樹木咸能言語~進化の理~

樹木研修をしていく中で進化について考え直しています。

樹木には、寒い時期に備えて葉を落として休眠する落葉樹や一年中葉をつけて光合成を続ける常緑樹があります。その他にも2億年そのままの姿を維持している銀杏や竹のように草とも樹ともいえないような存在もいます。

どれも変化に順応し耐えてきたからこそ今、その姿を見ることができています。本来、進化というものを観るのにどの生き方がもっとも変化に柔軟であろうかと思えば多様化していくことです。あらゆる環境の中で如何に多様化するかで、あらゆる環境の中でその気候などに適応できる種を残す可能性が増えるからです。

しかしその多様性の中には、2億年生き残るものもあれば数百年で滅んでしまうものもあります。どの姿がもっともいいのかは、簡単にこれといったものがあるわけではないのはすぐにわかります。

そもそも地球上に生きている生き物は、とても長い時間をかけて篩にかけられていきます。かつては恐竜が生きていた時代があったり、その前にはきっと他にも私たちの想像を超えるような生き物たちが存在していたはずです。

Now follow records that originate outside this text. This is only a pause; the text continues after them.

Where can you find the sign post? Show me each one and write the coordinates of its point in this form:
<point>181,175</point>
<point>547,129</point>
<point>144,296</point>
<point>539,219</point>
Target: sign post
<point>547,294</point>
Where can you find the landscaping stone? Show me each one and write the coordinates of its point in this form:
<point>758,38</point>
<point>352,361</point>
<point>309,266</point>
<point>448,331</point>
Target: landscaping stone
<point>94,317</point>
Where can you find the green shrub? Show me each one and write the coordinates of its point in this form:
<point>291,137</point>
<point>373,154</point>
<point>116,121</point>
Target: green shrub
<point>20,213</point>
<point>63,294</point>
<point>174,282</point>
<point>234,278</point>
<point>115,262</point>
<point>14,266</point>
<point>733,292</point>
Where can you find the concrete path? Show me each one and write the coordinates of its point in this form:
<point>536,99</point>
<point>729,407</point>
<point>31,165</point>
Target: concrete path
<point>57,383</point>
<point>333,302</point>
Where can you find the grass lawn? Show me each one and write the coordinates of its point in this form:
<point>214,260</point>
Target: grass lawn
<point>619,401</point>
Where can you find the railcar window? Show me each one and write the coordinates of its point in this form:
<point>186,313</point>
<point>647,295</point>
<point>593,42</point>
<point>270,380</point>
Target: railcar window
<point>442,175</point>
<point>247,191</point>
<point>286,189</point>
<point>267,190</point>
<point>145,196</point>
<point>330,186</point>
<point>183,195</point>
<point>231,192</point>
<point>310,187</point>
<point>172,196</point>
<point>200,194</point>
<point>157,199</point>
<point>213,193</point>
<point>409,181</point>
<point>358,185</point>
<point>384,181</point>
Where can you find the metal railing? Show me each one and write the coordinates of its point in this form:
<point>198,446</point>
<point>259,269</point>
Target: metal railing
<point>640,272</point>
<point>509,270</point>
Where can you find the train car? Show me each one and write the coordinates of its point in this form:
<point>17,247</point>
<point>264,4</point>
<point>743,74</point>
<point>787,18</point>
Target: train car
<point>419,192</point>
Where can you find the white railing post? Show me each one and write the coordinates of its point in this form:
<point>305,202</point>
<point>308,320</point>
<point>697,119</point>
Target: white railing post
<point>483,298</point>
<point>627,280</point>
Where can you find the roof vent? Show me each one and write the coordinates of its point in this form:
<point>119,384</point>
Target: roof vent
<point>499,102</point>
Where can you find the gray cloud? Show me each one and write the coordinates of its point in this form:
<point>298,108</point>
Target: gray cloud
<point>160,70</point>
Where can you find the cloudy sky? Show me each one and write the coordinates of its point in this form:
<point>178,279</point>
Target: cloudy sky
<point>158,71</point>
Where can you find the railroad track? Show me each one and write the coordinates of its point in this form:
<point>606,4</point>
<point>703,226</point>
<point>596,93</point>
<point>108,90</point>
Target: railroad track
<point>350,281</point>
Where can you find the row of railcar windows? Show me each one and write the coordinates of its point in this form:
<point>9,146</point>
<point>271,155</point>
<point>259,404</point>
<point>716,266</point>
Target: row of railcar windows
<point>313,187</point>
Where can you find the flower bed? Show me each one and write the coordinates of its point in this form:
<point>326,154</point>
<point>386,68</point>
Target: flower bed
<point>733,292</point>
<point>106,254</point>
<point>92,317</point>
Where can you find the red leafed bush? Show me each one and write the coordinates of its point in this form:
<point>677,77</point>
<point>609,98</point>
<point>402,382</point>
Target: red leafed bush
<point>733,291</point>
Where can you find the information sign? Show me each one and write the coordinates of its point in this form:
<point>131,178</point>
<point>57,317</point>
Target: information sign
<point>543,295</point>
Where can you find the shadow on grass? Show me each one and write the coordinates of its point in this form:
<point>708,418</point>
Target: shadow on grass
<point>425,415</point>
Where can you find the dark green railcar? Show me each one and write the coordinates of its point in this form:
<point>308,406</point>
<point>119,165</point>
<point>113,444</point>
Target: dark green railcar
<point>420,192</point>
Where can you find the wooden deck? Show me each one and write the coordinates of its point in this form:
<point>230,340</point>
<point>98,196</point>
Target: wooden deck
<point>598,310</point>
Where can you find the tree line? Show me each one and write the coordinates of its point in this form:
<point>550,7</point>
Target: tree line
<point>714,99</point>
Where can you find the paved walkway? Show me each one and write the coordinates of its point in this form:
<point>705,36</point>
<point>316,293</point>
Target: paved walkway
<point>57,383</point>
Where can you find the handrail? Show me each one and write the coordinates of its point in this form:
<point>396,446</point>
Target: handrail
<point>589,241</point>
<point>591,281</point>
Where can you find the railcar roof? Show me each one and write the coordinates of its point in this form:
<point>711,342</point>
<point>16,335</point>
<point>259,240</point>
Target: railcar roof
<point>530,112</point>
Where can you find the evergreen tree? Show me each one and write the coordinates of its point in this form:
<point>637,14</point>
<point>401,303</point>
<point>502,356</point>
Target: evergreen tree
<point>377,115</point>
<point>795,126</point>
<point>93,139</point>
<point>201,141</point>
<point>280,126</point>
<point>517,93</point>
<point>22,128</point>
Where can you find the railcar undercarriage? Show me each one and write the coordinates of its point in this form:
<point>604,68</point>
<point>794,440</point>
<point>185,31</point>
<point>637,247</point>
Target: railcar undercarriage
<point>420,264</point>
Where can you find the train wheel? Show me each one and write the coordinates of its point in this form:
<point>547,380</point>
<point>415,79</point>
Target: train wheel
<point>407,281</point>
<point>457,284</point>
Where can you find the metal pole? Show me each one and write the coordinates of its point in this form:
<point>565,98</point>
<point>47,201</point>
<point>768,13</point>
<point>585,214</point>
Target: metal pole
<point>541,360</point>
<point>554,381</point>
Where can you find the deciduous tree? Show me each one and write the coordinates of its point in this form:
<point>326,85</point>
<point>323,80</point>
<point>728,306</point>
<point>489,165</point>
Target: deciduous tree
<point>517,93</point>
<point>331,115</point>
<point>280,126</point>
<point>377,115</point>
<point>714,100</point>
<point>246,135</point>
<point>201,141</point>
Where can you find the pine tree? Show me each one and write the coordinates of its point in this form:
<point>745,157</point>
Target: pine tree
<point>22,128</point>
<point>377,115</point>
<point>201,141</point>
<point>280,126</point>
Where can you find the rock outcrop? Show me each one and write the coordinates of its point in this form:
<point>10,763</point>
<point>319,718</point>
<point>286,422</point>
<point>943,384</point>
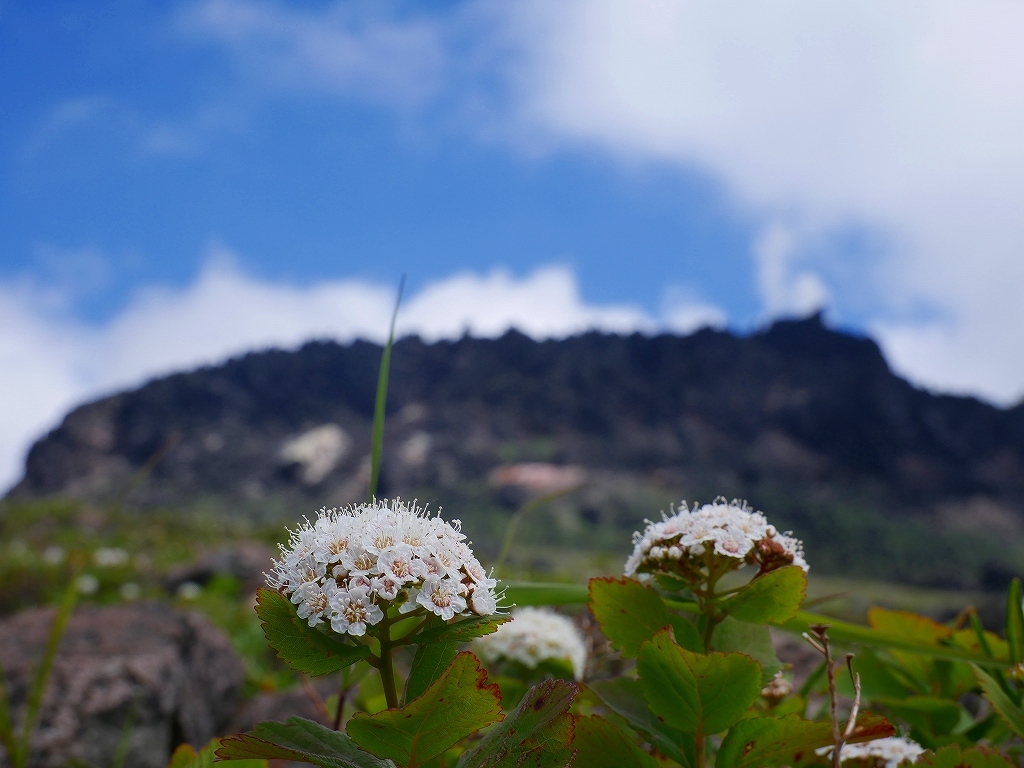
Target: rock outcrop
<point>143,672</point>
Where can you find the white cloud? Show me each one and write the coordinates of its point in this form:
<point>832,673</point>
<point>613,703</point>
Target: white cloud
<point>784,291</point>
<point>903,117</point>
<point>51,363</point>
<point>350,48</point>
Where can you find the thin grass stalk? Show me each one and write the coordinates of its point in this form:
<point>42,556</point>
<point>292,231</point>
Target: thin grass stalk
<point>6,729</point>
<point>42,676</point>
<point>378,438</point>
<point>513,525</point>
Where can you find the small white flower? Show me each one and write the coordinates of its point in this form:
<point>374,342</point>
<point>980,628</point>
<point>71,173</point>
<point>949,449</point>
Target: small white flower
<point>396,563</point>
<point>483,602</point>
<point>189,591</point>
<point>351,611</point>
<point>130,591</point>
<point>893,752</point>
<point>385,587</point>
<point>532,636</point>
<point>683,543</point>
<point>109,557</point>
<point>87,584</point>
<point>315,600</point>
<point>441,596</point>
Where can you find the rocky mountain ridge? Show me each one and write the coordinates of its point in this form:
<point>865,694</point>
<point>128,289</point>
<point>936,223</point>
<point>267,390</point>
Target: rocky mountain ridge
<point>798,412</point>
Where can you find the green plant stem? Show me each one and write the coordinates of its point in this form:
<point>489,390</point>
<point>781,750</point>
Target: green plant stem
<point>381,401</point>
<point>386,665</point>
<point>42,676</point>
<point>699,751</point>
<point>517,518</point>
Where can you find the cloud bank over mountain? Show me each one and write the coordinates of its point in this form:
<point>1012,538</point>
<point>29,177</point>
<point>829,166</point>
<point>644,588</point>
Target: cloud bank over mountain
<point>901,121</point>
<point>54,361</point>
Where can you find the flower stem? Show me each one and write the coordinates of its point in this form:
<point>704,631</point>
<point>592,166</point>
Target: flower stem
<point>699,751</point>
<point>386,666</point>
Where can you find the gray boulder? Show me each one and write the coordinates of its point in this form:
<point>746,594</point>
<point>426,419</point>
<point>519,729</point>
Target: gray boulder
<point>143,672</point>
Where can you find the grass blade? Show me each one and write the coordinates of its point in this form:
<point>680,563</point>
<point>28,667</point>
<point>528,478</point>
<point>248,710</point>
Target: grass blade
<point>42,676</point>
<point>378,439</point>
<point>6,728</point>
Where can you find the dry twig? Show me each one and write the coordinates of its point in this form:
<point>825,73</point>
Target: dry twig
<point>820,643</point>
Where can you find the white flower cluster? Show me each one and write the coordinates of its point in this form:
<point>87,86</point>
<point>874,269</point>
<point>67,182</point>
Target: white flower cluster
<point>891,752</point>
<point>351,564</point>
<point>532,636</point>
<point>682,543</point>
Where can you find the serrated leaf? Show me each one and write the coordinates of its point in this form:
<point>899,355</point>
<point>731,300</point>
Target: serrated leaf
<point>629,612</point>
<point>1012,715</point>
<point>431,659</point>
<point>300,646</point>
<point>600,744</point>
<point>625,697</point>
<point>974,757</point>
<point>685,633</point>
<point>538,732</point>
<point>907,625</point>
<point>456,706</point>
<point>302,740</point>
<point>773,597</point>
<point>787,740</point>
<point>732,636</point>
<point>1015,622</point>
<point>464,630</point>
<point>929,714</point>
<point>693,692</point>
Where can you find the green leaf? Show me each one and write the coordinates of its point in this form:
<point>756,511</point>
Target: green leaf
<point>975,757</point>
<point>600,744</point>
<point>788,740</point>
<point>302,647</point>
<point>538,732</point>
<point>775,597</point>
<point>182,757</point>
<point>301,740</point>
<point>456,706</point>
<point>932,715</point>
<point>696,693</point>
<point>625,697</point>
<point>686,634</point>
<point>464,630</point>
<point>628,611</point>
<point>877,680</point>
<point>732,636</point>
<point>431,659</point>
<point>1009,711</point>
<point>186,757</point>
<point>1015,622</point>
<point>377,441</point>
<point>538,593</point>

それがあらゆる気候変動や災害により絶滅の危機を何度も迎えて今に至っています。そこには菌類をはじめ、植物たちや動物、魚類や昆虫にいたるまで何度も何度も自然の篩にかけられてきました。

今私たちが生き残っているのは、先祖がその困難を乗り越えてきた証です。そしてどのように乗り越えてきたのかがその生き方にいつまでも遺っているように思うのです。

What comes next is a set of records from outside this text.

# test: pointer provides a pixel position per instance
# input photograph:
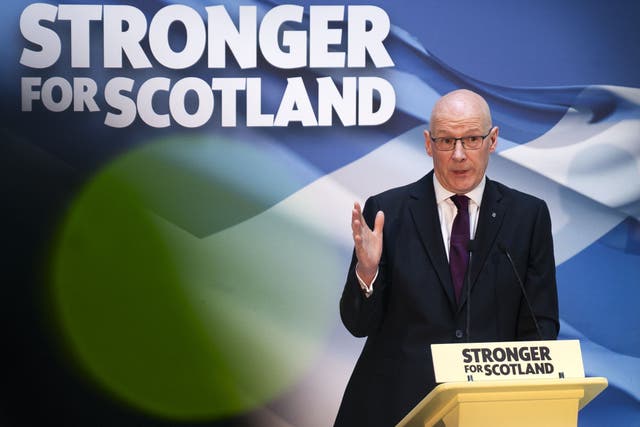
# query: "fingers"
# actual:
(379, 223)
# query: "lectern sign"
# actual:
(507, 360)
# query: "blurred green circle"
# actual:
(182, 291)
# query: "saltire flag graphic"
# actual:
(193, 275)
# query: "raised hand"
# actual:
(367, 242)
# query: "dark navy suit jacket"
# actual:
(413, 303)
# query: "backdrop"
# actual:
(173, 256)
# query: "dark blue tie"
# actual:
(458, 253)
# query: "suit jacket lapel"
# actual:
(424, 212)
(492, 212)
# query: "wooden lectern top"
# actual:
(505, 403)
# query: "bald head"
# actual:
(458, 116)
(458, 106)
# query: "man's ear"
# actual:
(427, 143)
(494, 139)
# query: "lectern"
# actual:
(512, 403)
(508, 384)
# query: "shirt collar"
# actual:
(443, 194)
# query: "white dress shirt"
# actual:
(447, 211)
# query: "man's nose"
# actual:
(458, 151)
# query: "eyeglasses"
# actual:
(448, 143)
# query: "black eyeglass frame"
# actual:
(440, 140)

そう考えてみれば進化の定義とはそれぞれが宇宙や地球の自然の篩にかけられた中でどのような生き方で生き残ったのかということになります。どこまでも耐えてどこまでも順応していくことができてはじめて今も生きているのです。

生き残った仲間たちが暮らすこの世界は、一緒に進化成長を已まない世界です。今の時代は温暖な気候であまり大きな天変地異も起きてはいません。かつての絶滅時代とはあまりにもかけ離れた平和な時代です。しかしその平和な時代を見透かすように自然界の生き物たちは強くあろう、厳しくいようと自らに打ち克って厳しい自然の中で活き抜いています。

それはまるでまた篩にかけられることを知っているかのようです。平和な時代に進化とかいって人間は認識しますが、本来の進化成長は必要不可欠なものだったのです。生き残るということがどれだけ大切なことか、もっとも気づかなければならないのは自然からかけ離れてしまっている生きる本能のことかもしれません。

あの物静かで語らない樹木が、とても沢山のことを語り掛けてきます。静かに観察し、心を見つめ直していきたいと思います。